One of the great joys that many kids (and quite a few adults) share is blowing the seeds from a dandelion head. When I got my macro lens I did attempt several shots of the delicate arrangement designed to spread the seeds on the wind. Now static shots were great but I wanted to capture something better. A shot of the seeds actually leaving the stem.
Fortunately my wife agreed to provide the wind power provided that she was not in the shot and a local field provided us with a fine selection of specimens that were carefully brought home. Expectations were high that this would be very simple. After all it can’t be that difficult to shot.
In reality it was quite difficult. Firstly I should have realised that the seeds only come off when they are ripe or if you hit them with a gale. My wife was not generating enough strength in her blow and so we resorted to a hair blower. Unfortunately this worked a little two week. They tended to bend in the airflow rather than come off or move around which meant it was out of focus. Those that did come off simply appeared as a blur in the image.
I quickly determined that I needed to ramp up the shutter speed and we quickly got above the 1/200s that was the synch speeds on strobes. Add to that the fact that macro lens have very tiny depth of field that it was impossible to shoot them inside against the simple background I had set up.

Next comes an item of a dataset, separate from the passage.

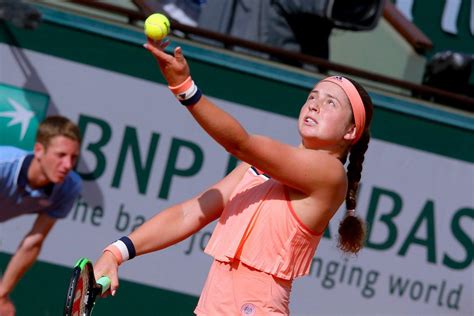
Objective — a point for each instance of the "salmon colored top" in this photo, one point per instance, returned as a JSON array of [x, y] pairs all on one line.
[[259, 227]]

Bringing in a halogen light even didn’t help.
In the end it became obvious that we needed to shoot outside and my daughter took over the blowing duties. We finally managed to get three useable shots but they were still not as good as I would have liked.
As a footnote after the shoot someone told me that the easiest way to get the seeds to come off the head is not actually to blow across it, but to blow into the shaft (which is hollow).